Segment Register thread descriptor (was Re: Jv_AllocBytesChec ked)

Fri Jan 5 15:33:00 GMT 2001

"Boehm, Hans" <hans_boehm@hp.com> writes:

> I've needed it recently for Java locks and for faster access to thread-local
> data.  (There's some argument that the latter should be done by speeding up
> pthread_getspecific(), but I suspect the interface may be too constrained
> and the clients too diverse for that to be easily feasible.

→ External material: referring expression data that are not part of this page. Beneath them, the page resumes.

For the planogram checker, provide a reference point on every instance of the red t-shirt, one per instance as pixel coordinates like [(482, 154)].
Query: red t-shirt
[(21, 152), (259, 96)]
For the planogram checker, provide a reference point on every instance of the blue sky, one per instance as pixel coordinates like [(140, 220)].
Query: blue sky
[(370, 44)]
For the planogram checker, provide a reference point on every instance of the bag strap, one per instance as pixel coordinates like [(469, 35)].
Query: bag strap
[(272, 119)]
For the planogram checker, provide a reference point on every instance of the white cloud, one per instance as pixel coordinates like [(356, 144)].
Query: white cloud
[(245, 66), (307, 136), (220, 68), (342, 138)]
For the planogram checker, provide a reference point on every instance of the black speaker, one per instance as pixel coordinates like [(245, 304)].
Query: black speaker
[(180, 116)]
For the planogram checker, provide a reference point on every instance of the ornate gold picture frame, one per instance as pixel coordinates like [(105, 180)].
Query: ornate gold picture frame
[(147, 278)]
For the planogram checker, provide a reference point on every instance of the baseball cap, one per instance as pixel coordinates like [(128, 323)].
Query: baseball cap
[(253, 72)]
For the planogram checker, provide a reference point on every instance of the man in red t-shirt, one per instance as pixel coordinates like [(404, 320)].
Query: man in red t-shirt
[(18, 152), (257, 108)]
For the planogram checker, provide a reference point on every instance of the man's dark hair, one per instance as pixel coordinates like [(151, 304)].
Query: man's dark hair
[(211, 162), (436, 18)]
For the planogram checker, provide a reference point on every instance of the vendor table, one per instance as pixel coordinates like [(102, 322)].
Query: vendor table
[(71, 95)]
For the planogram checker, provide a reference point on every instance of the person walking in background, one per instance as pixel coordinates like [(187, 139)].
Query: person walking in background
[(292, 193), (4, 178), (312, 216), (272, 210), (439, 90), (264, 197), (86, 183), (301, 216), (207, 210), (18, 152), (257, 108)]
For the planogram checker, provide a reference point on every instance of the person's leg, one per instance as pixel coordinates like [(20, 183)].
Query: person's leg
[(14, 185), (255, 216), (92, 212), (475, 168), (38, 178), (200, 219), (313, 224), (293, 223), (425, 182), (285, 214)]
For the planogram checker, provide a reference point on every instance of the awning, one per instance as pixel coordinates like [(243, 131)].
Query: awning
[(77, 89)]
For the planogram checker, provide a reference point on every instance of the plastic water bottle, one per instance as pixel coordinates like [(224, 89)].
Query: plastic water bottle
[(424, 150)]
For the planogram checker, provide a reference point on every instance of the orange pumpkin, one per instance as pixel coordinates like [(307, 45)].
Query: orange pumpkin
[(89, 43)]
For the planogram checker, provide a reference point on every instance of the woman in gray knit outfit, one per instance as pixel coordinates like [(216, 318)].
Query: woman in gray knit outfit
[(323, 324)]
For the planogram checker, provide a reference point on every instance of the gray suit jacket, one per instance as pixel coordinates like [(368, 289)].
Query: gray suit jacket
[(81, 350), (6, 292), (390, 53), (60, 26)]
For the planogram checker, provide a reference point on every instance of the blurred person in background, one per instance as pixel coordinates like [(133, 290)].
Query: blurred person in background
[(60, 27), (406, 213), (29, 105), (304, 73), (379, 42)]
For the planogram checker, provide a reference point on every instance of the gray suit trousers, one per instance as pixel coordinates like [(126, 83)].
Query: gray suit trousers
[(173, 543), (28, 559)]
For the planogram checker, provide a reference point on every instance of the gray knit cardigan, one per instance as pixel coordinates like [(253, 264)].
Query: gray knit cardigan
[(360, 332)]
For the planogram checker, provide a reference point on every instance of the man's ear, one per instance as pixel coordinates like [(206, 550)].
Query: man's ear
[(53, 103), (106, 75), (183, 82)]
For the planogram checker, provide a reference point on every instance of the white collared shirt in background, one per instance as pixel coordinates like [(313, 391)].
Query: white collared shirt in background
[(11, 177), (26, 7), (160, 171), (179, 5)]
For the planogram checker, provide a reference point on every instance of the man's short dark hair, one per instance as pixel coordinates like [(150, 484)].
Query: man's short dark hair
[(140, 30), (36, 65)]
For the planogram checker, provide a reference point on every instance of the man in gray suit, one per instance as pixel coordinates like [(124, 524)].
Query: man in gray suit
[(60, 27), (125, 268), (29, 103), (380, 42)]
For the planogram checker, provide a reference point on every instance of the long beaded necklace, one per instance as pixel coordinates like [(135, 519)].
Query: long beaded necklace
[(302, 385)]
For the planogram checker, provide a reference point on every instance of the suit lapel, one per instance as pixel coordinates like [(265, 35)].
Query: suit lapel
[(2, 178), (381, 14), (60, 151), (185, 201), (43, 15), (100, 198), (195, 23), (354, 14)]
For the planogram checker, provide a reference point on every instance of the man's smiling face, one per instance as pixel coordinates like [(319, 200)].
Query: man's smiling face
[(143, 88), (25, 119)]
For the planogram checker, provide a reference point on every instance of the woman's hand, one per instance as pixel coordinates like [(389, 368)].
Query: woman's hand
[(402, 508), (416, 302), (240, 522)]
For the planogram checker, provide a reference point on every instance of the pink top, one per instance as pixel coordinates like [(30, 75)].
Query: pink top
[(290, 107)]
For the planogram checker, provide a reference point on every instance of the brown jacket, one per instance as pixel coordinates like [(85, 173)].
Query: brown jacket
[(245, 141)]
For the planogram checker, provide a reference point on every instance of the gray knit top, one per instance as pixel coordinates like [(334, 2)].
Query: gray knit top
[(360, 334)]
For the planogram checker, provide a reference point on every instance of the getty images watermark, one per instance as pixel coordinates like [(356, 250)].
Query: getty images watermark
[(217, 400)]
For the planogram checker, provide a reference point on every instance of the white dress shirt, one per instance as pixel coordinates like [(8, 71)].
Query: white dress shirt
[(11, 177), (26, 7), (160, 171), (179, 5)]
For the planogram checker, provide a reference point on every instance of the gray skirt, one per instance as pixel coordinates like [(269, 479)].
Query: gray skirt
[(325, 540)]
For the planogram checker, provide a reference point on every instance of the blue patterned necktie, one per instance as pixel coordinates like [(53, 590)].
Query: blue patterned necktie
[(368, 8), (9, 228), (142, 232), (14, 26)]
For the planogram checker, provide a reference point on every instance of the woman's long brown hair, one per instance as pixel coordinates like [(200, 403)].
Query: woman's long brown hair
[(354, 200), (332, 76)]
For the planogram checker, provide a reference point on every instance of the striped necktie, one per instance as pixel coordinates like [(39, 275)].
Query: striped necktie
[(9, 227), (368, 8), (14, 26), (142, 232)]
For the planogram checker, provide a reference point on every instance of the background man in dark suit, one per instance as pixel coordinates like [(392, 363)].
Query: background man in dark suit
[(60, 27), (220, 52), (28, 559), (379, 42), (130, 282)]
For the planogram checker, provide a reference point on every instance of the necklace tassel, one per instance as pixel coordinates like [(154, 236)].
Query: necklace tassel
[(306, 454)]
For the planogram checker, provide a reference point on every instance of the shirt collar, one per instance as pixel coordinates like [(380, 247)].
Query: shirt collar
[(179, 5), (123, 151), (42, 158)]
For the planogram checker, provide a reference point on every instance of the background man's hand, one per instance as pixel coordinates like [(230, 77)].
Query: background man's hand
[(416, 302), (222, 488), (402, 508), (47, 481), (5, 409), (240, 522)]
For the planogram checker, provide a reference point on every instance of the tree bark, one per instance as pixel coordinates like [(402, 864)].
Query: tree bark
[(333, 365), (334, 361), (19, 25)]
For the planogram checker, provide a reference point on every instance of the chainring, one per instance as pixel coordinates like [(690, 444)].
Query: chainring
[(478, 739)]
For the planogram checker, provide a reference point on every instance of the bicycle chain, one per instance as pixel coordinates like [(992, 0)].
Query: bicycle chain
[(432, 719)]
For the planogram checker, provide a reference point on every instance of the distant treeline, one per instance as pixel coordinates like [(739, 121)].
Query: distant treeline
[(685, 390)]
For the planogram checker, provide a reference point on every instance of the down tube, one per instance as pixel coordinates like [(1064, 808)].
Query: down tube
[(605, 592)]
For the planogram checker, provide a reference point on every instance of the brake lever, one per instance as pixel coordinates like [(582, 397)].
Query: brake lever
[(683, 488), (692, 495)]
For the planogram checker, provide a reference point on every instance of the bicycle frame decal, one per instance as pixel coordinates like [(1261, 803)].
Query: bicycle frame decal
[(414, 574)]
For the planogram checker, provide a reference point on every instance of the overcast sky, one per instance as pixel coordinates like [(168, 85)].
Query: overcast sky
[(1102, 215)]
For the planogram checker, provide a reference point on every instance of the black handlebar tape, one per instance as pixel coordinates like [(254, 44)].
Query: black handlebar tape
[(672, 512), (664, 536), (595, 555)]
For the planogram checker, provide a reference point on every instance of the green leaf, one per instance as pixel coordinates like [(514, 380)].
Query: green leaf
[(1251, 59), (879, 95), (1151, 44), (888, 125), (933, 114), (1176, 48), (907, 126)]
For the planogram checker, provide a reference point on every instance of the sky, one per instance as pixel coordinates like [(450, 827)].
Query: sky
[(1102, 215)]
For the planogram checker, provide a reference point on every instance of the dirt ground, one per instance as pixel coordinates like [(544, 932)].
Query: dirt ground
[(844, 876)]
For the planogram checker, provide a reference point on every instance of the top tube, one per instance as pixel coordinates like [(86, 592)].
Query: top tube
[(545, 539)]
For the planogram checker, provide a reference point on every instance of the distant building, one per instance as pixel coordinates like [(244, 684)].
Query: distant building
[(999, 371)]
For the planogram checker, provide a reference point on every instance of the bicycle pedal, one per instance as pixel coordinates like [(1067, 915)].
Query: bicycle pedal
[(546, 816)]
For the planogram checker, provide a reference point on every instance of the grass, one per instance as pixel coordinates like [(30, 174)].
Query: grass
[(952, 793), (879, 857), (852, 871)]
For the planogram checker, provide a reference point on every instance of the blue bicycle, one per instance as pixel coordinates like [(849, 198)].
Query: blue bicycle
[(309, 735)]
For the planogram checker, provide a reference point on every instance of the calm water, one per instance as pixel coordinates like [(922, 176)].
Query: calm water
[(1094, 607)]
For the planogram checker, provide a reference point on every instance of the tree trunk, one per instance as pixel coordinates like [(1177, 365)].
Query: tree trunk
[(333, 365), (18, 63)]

I agree with the latter.  But you haven't mentioned any of these
functions in the last mail.  There is a whole bunch of functions you
want to add.

This introduces a major problem.  Currently the thread library is
largely self contained.  You can replace the existing implementation
with a new one (which is actually done).  Once you expose things like
the access to TLD this is much harder since replacing implementations
have to conform in their binary layout.

> > As for the different functions, it's certainly possible to signal the
> > user which functions are natively available and which would have to be
> > emulated.  This would allow a user to write code perhaps in two
> > different ways, depending on what functionality is available.
> Agreed.  But in addition I would like to see the core functions emulated on
> all platforms.  You should be able to do something like atomically update a
> bit field in a way that doesn't require more than a few lines of user code.

This is in line with the guidelines for glibc.  But it has a major
problem: people are not aware of the problems introduced by the
emulations.  The documentation would have to go to great length to
explain why somebody might not want to use the emulations and instead
provide alternative implementations of the code which needs this
functionality.

> I haven't thought about this enough.  I do need to be able to perform a
> compare-and-swap operation on pointer-sized or size_t fields in
> semi-portable code.  

There also is the intptr_t and uintptr_t type.  I forgot to mention them.

Basically, using long, int, short, etc is wrong.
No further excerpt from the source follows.